Il primo ministro britannico Keir Starmer ha difeso la misura di fronte alle critiche: "Gli adolescenti riescono a eludere anche altre leggi, ma non diciamo: 'Oh, guarda, un adolescente è riuscito a procurarsi alcol in qualche modo, quindi non disturbiamoci a vietare la vendita di alcol ai minori'. Sarebbe assolutamente ridicolo".

La posizione di Amnesty International

Amnesty International ha definito il divieto australiano come una "soluzione rapida inefficace" che è "obsoleto rispetto alle realtà di una generazione digitale".

Damini Satija, portavoce dell'organizzazione, ha dichiarato: "Il modo più efficace per proteggere i bambini e i giovani online è proteggere tutti gli utenti dei social media attraverso una migliore regolamentazione, leggi più forti sulla protezione dei dati e un migliore design delle piattaforme".

La prospettiva dei Paesi scettici

L'Italia è stata un caso degno di nota. La prima ministra Giorgia Meloni ha espresso i suoi dubbi: "Non sono contraria a un divieto di social media per i minori di 16 anni, ma non sono convinta che questa proposta da sola possa risolvere il problema perché quel tipo di divieto può essere facilmente eluso".

L'India, il mercato più grande di social media al mondo, non ha implementato restrizioni significative, dove il tema rimane marginale.

Il caso particolare degli Stati Uniti

Nel paese dove sono nate le grandi aziende tecnologiche, la situazione è complessa. La Florida ha implementato una delle politiche più rigorose: divieto per minori di 14 anni e obbligo di permesso genitoriale per i giovani di 15 anni. Lo Utah ha approvato una legislazione simile, ma i tribunali hanno bloccato alcuni parametri di verifica dell'età per violazione della libertà di espressione.

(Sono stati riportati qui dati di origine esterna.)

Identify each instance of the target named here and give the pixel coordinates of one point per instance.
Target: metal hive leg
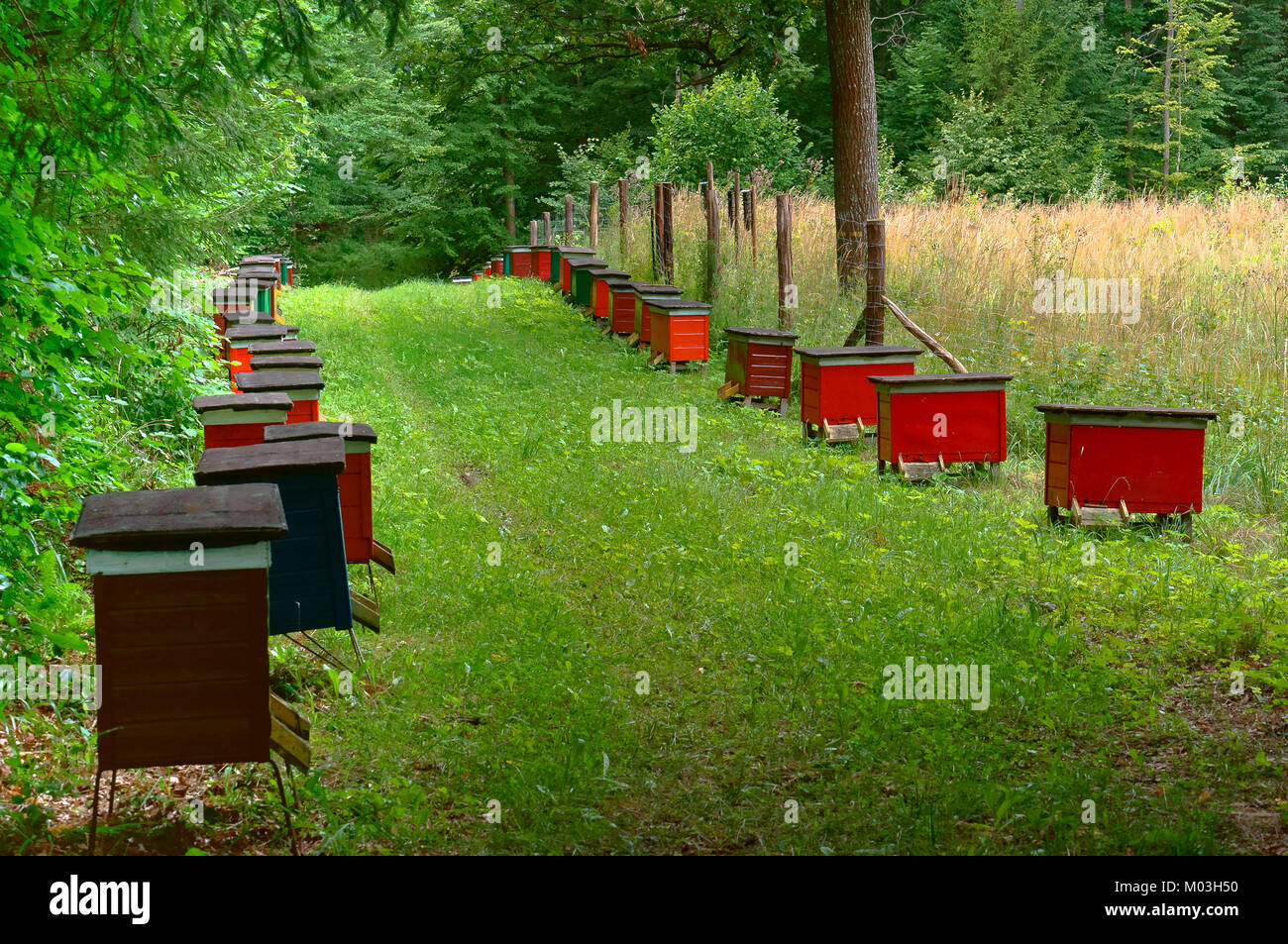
(286, 809)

Justin Hendrix, CEO di Tech Policy Press, mette in guardia sulle motivazioni dietro alcune restrizioni: "Alcune derivano da motivazioni socialmente conservatrici, sulla limitazione dell'accesso alla pornografia o ai contenuti LGBTQ, e in alcuni casi si tratta più di preoccupazioni sulla dipendenza o sugli effetti sulla salute mentale".

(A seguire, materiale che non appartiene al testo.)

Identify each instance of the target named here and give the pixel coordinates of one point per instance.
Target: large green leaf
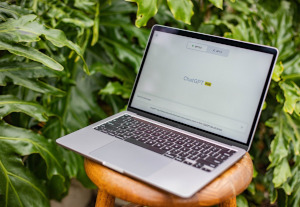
(26, 74)
(28, 29)
(19, 186)
(282, 172)
(30, 53)
(115, 88)
(291, 94)
(280, 144)
(182, 10)
(146, 10)
(12, 11)
(217, 3)
(76, 110)
(9, 104)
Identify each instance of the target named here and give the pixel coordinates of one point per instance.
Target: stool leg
(231, 202)
(104, 199)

L'espansione verso l'intelligenza artificiale

Il dibattito non si limita ai social media tradizionali. Il Regno Unito ha annunciato che il suo divieto includerà un limite di età di 18 anni per i chatbot romantici progettati per simulare relazioni sessuali. Il Canada richiede che le aziende dietro i chatbot di IA implementino barriere di sicurezza per ridurre il rischio di comunicazione di contenuti dannosi.

La Norvegia imporrà un divieto quasi totale dell'uso di strumenti di IA generativa nelle scuole primarie e ne restringerà l'uso tra gli studenti più grandi.

Cosa succederà ora?

Hendrix riflette sul panorama attuale: "C'è un'enorme quantità di attività in questo momento, per gestire questa straordinaria quantità di tecnologia che è presente nella vita dei bambini e degli adolescenti, a casa e a scuola. E quando fai un passo indietro, penso che tu lo veda come un tutto unico: Non sappiamo quello che stiamo facendo".

L'esperienza con i social media sta influenzando il modo in cui i legislatori affrontano l'intelligenza artificiale. Come sottolinea Hendrix: "Senti molti legislatori dire: 'Non vogliamo ripetere i nostri errori'".